Hello, just checking if there is any update on this? I would very much like to use async CSV parsing if/when it becomes avaialble.

We have a data component that converts to/from a number of supported formats using Apache Arrow as the common intermediate. We can receive incoming JSON with true streaming, but for incoming CSV we have to insert a buffering stage. For large datasets we're convering CSV -> JSON in the client, if we had CSV streaming we could send large CSV files straight up which would be a lot faster.

cowtowncoder commented 1 year ago

No update; I don't really have time to work on this, although if someone was to tackle it, I'd do my best to help. I agree, async decoding would be pretty valuable Unfortunately existing async decoders from json and smile (or Aalto xml) aren't of much help here as state machines are quite different.
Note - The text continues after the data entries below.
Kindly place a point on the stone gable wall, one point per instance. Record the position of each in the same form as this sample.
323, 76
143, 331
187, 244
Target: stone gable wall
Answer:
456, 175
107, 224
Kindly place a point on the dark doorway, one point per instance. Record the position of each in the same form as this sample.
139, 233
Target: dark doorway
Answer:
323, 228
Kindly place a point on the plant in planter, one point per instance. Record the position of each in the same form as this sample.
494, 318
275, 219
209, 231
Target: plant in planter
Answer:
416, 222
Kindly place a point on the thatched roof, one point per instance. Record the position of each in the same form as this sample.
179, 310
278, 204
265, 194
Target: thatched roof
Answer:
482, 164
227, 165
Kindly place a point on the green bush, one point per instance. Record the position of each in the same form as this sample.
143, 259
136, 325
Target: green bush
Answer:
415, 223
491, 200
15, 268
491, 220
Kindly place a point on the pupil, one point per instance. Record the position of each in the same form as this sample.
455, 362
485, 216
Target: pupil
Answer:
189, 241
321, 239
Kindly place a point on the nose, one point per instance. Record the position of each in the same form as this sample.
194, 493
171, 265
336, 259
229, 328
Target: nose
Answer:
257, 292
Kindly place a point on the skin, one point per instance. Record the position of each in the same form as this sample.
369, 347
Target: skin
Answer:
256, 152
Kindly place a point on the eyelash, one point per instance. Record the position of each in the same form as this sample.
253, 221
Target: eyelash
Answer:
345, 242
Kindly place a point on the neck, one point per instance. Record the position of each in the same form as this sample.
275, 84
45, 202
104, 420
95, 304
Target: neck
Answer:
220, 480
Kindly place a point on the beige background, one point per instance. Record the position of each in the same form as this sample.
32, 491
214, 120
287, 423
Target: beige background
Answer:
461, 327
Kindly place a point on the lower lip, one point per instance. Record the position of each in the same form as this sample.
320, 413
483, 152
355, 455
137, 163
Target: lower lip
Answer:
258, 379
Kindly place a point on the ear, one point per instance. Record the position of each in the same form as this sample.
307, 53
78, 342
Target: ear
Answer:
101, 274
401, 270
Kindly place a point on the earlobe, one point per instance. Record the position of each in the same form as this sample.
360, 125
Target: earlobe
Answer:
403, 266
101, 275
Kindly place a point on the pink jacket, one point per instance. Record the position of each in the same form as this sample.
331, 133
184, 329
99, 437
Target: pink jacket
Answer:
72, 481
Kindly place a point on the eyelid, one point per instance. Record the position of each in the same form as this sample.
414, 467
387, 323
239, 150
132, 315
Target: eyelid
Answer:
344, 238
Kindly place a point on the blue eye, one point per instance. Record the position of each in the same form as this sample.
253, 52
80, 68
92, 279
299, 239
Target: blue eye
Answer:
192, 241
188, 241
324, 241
One thing to note tho is that for just simple streaming, module already has that. Amount of buffering used by default is not much more than JSON parsing (no requirement to decode full line if I recall), basically only needs one full cell. But this isn't async parsing yet of course.

martin-traverse commented 1 year ago

Hello, thanks forgetting back to me. I can't promise if/when I'll get any time (such is life!) but let me see if I've got the shape of the problem:

Is that the shape of it or am I way off the mark? Appreciate there's a lot more detail! I was slightly confused by the "simple streaming" bit (I saw this on the README page as well) - is this referring to the implementation, i.e. the decoder doesn't buffer the whole content from the stream, it consumes tokens one at a time?

I haven't looked at all at the object mapper level, I don't use it myself.

yawkat commented 1 year ago

@martin-traverse you can take a look at how the non-blocking json parsers in jackson-core are implemented.

martin-traverse commented 1 year ago

Thanks @yawkat just had a quick look. Seems like it required a largely separate implementation for both UTF-8 decoding and JSON parser / state logic. The decoding bit could perhaps be factored out so it can be shared between parsers?

I'll try to find some time to sketch out a PR - can't promise though, the next few weeks are pretty busy....

cowtowncoder commented 1 year ago

Right, I think async decoder for CSV would probably quite a bit simpler, but some aspects (UTF-8 decoding) are similar. I doubt refactoring is possible, however, partly since combining UTF-8 character decoding and tokenization is (for JSON and Smile at least) an important reason for good performance.

The part that differs is the state machine, needed to keep exact state for cases that you mention (end of content within token, or even within one UTF-8 character).

And yes, trying to support encodings other than UTF-8 would be tricky with approach I used for JSON and Smile codecs (and Aalto XML as well).

I guess additional complexity for CSV would be configurable escaping settings.

Alternatively a completely different approach would be one where decoding of character encoding was separate from tokenization. This would probably be slightly simpler; and first part in particular could probably be done for a buffer at a time (and only decoding to be incremental). There'd be some more work in syncing those layers but that could probably lead to somewhat more reusable code -- I wouldn't retrofit that for JSON/Smile for various reasons, but it could be used for other textual formats for sure.